Suriye’de başlayacak, Lübnan’a, Gazze’ye, İran’a yayılacak bir İsrail-İran çatışmasının ihtimalleri artık açıkça konuşuluyor.
ABD’ye göre, İsrail ve İran hızla açık çatışmaya yaklaşıyor. İsrail’in, İran’a karşı Suriye ve Lübnan’da saldırıya hazırlandığı öne sürülmekte. Bu saldırı, aylardır ‘İran tehlikesinden’ söz eden Trump Yönetimi ve Suudi Arabistan’dan da destek alacaktır.
ABD medyasında savaş odaklı haber ve yorumlar artmaya başladı. Bu noktada, ABD’deki İsrail lobisinin kurgulanmış bir kampanyaya başladığı, İran’ı hata yapmaya zorlamak ve propaganda etkisi için ‘savaş geliyor’ havası yaydığı söylenebilir. Tam da Trump’ın İran Nükleer Anlaşmasını feshe hazırlandığı aşamada... Ancak yorumlara BM Genel Sekreteri Guterres de katıldı ve Nükleer Anlaşmanın feshinin savaş riskini artırdığını söyledi. BM Genel Sekreterinin görevi savaşı önlemek ve çığırtkanlık yapmadan riskleri yorumlamak. Guterres Ortadoğu’da durumun tehlikeli olduğunu söylüyor.

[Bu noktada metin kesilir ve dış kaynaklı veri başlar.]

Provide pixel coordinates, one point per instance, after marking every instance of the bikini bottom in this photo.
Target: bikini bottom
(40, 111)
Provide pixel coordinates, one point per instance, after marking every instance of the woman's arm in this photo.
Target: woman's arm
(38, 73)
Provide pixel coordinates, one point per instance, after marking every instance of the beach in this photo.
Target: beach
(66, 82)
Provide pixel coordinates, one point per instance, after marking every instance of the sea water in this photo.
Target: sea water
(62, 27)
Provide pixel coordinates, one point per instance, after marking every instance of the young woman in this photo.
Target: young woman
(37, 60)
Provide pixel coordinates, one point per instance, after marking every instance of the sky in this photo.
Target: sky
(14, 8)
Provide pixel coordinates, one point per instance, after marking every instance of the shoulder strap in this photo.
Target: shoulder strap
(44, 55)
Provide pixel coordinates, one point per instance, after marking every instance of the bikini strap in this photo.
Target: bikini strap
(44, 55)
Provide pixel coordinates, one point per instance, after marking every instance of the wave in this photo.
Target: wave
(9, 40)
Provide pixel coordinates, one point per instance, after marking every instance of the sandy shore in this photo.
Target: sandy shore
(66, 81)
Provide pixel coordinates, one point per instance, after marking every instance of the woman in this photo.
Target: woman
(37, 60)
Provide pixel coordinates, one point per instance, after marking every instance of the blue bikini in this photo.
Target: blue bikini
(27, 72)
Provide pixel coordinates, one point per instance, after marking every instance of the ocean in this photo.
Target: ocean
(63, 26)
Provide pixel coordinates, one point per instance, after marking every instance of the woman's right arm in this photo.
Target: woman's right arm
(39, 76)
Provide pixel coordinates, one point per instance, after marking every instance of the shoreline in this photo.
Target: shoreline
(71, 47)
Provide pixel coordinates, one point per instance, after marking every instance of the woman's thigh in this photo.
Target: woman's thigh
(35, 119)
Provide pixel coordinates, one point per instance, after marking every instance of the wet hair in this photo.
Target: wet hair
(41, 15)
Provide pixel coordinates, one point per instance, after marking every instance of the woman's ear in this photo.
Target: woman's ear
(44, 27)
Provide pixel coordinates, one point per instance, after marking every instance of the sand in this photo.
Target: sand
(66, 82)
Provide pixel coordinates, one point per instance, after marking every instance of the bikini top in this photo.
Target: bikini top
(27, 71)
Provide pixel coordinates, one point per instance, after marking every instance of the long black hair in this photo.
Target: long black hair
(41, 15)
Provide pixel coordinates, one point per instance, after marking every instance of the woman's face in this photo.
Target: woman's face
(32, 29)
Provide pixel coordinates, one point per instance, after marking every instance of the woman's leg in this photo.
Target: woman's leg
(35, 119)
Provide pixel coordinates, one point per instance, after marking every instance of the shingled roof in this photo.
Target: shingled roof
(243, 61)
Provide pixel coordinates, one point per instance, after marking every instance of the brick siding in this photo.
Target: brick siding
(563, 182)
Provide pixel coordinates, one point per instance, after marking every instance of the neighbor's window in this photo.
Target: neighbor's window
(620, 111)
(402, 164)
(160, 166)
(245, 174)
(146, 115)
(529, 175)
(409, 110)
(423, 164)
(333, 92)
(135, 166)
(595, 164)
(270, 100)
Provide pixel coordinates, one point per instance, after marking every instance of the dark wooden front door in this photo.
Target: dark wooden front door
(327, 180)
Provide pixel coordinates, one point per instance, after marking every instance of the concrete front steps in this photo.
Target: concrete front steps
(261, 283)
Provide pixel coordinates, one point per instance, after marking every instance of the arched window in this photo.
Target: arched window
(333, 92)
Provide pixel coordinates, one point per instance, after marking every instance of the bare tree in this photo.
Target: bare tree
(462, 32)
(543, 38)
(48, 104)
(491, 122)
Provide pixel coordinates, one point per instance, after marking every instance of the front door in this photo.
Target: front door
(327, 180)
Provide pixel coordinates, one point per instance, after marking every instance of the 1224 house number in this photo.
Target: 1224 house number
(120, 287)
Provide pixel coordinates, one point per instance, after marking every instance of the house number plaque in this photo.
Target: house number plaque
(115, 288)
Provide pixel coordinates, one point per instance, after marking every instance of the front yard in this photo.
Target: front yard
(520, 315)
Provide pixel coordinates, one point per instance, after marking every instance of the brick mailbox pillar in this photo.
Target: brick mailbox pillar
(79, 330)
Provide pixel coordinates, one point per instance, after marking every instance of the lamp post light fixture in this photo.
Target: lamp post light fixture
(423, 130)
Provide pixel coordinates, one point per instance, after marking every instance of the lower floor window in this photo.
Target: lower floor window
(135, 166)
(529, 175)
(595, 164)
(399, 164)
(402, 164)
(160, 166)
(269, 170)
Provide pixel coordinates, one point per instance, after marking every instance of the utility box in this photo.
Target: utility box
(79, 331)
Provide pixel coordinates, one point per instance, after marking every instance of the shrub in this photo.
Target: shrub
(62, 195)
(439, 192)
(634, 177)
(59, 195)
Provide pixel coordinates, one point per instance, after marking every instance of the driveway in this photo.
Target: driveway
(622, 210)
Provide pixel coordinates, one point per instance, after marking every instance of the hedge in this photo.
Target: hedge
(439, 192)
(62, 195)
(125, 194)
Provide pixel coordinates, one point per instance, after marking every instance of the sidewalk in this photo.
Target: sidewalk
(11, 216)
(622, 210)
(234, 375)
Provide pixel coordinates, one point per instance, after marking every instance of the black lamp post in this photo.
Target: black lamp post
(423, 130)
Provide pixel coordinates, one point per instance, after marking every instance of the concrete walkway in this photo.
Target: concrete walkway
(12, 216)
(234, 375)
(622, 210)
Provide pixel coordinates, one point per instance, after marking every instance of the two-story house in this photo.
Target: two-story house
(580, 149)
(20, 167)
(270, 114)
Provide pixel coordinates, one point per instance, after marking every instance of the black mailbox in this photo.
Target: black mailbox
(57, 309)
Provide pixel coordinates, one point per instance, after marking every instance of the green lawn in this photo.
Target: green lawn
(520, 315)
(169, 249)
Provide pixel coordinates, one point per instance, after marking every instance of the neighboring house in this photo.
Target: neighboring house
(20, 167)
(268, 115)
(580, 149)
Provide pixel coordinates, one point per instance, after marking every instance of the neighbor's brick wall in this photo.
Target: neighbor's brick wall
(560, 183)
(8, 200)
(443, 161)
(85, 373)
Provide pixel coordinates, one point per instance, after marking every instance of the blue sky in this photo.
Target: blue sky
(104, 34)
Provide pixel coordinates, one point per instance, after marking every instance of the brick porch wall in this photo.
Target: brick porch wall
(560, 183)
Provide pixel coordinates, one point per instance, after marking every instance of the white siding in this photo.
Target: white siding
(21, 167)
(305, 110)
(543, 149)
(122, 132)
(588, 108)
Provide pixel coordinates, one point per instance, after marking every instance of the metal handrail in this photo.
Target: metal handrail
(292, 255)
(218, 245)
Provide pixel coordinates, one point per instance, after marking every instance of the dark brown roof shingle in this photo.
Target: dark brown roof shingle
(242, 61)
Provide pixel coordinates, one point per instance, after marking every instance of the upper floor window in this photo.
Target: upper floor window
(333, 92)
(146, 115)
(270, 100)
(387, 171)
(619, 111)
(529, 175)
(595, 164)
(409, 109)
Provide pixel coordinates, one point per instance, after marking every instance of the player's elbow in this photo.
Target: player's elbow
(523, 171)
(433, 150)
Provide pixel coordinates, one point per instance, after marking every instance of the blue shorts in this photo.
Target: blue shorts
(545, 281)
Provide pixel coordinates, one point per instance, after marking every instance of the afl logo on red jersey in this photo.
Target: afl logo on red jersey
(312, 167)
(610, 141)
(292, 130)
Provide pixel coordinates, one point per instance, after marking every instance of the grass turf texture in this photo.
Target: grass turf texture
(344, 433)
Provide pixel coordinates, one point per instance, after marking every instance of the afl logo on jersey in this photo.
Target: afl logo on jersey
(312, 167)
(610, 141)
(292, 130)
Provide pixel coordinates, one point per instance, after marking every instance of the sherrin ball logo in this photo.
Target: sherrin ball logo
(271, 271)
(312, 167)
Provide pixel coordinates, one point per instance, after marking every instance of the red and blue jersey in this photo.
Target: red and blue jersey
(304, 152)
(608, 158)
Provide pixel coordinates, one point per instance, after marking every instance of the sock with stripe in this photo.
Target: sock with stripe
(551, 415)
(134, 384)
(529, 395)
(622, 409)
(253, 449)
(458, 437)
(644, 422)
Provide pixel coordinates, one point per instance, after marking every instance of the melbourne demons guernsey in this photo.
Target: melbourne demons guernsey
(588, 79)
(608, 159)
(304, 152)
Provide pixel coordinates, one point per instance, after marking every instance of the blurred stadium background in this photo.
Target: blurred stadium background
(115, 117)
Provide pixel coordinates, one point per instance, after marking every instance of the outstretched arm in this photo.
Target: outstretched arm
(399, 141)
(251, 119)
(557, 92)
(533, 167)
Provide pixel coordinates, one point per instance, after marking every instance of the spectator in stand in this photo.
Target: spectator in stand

Tehlike şu: İsrail, ön bahçesi saydığı Suriye ve Lübnan’da İran-Şii gücünün tırmanmasından rahatsız. Ve İsrail yıllardır İran’ın nükleer tesislerini, altyapısını yok etmek istiyor. Skandallara karışan, yargı-soruşturma baskısındaki Başbakan Netanyahu için bir çatışma, uygun gündem değişikliği demek. İsrail 2012’den beri Suriye’de 100’den fazla bombardıman yaptı. Şam ordusunu, İran milislerini, silah depolarını, üsleri vurdu. 29 Nisan’da ise, Hama’da İran odaklı öyle bir üs vuruldu ki, depolardaki füze ve cephanenin patlamaları bölgede ‘2 büyüklüğünde deprem’ olarak kaydedildi.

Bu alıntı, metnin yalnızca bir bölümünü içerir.